Umut Tüneli’nden kısaca bahsetmek gerekirse, Sırp kuvvetler tarafından kuşatılan Saraybosna’da binlerce kişinin bombardımandan saklanmak için kullandığı, Birleşmiş Milletler kontrolündeki Saraybosna Havalimanı’nın altına kadar uzanan tüneller bunlar. Bombardımana tutulmayacağından emin oldukları tek yer olan Birleşmiş Milletler’in kontrolündeki bir havaalanının altına uzanan yüzlerce metre uzunluğundaki bu tünellerde savaş döneminde insanlar saklanmış, şehre gıda ve mühimmat yardımları bu tüneller aracılığıyla getirilmiş. Gidememek içimizde kaldı ama belki bir dahaki sefere.

1984 Kış Olimpiyatları’nın oynandığı tesisleri ise ne navigasyonda bulabildik ne de bir kimseden tarifini alabildik. Ancak gitmeden önce ziyaret ettiğim bloglardan gördüğüm kadarı ile güzel bir yere benziyordu. En son navigasyonumuz bize 25 kilometreye yakın bir mesafede dağlık bir bölgede bir yer buldu ama ne orası olup olmadığından emin olabildik ne de gitmeye değer olup olmadığından emin olabildik.

kaynak: blonde-gypsy.com

Bu sırada otopark ararken işte Bosna Hersek Tarihi Müzesi’nin otoparkında bulduk kendimizi tamamen şans eseri.

Bosna Hersek tarihi müzesinde hem kalıcı sergiler mevcut hem de güncel sergiler mevcut. Kalıcı sergi, Saraybosna Kuşatması üzerine. Şehrin savaş zamanı gördüğü zarar ve o dönem insanların hayatta kalabilmek için ürettikleri yöntemler, önemli kişiler, kullanılan eşyalar ve tüketilen yiyecek malzemeleri, sağlık ekipmanları gibi eşyalar sergileniyor. Öte yandan Yugoslavya henüz bölünmemişken ülkenin sosyal, kültürel, endüstriyel hikayesinin anlatıldığı yaşamdan kesitler sunan, dönem eşyalarının toplandığı, videolarının gösterildiği bir sergi de mevcut. İki sergi de nefes kesici sizi temin ederim.

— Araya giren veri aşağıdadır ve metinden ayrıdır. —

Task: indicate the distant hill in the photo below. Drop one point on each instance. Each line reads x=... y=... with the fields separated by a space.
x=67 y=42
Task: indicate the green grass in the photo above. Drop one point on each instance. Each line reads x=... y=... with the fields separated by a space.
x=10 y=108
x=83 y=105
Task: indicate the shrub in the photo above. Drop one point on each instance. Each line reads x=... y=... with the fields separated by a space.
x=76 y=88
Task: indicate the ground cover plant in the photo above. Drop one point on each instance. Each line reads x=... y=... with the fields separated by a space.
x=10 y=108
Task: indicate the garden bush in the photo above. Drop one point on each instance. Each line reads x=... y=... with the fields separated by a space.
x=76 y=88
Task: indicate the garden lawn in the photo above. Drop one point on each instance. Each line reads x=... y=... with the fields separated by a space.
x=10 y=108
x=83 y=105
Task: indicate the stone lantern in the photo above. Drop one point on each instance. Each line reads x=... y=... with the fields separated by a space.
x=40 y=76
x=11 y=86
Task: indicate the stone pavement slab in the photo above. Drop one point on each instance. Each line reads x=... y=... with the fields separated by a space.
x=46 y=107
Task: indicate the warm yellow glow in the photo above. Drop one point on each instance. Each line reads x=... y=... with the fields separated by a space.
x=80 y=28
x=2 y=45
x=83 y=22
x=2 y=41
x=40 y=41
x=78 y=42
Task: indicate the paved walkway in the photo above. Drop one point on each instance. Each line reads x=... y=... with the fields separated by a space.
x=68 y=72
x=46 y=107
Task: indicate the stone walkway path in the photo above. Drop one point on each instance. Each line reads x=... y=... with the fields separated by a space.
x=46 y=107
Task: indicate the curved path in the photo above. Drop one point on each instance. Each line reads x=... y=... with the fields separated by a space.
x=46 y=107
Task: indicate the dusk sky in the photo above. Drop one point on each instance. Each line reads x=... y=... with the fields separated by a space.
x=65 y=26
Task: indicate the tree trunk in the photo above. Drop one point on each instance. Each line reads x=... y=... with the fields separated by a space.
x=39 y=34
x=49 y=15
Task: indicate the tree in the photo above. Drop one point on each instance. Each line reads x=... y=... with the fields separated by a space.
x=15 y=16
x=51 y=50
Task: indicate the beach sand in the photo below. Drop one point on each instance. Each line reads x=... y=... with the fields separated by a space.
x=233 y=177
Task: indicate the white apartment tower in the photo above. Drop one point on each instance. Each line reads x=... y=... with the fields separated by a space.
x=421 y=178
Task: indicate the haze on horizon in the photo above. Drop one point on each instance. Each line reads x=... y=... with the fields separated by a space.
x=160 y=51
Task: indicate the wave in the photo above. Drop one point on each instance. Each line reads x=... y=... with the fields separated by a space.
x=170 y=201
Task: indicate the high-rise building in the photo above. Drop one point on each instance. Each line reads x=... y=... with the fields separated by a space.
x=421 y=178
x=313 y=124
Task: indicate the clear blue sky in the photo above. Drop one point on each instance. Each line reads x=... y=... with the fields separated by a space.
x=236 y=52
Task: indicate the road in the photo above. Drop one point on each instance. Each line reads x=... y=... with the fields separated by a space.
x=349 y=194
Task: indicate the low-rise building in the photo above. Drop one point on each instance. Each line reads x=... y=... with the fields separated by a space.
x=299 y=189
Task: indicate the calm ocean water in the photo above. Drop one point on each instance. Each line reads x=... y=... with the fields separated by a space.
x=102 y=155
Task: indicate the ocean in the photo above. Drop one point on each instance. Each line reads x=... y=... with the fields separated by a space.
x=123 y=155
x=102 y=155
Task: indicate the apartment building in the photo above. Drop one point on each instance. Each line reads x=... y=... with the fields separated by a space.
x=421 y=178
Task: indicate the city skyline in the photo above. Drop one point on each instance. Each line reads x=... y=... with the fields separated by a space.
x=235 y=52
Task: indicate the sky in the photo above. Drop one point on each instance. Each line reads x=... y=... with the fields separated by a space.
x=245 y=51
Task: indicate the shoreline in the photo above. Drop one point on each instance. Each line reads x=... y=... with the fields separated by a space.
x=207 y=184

Müzeye giriş çok ucuzdu hatırladığım kadarı ile. Müzenin hediyelik eşya dükkanı da aynı şekilde. O nedenle yolunuz Saraybosna’ya düşerse bu müzeyi mutlaka ziyaret edin.

Müzede belki çok daha fazla vakit geçirilebilirdi özellikle Yugoslav dönemini anlatan serginin her bir bölümünde sergilenen her açıklama dikkatle okunabilirdi ancak vaktimiz o kadar azdı ki! Saraybosna’dan Belgrad’a uzanan tek gidiş tek geliş şeritli uzuuun bir yolumuzun olduğunu biliyorduk ve en azından Bosna Hersek tarafındaki uzun bölümü gün kararmadan geçmek istiyorduk. Bu nedenle çok fazla oyalanmadan yola koyulduk. Bu arada şehri çıkarken kuşatma zamanında şehre verilen zararı hala gözlerinizle görebiliyorsunuz. Bir çok konutta mermi izleri duruyor. Bunların bilerek yaptırılmadığını ve insanlara savaşın ne kadar kötü bir şey olduğunu devamlı hatırlatması için tutulduğunu düşünüyorum. Savaşın etkileri konusunda beni oldukça etkilediğini söyleyebilirim.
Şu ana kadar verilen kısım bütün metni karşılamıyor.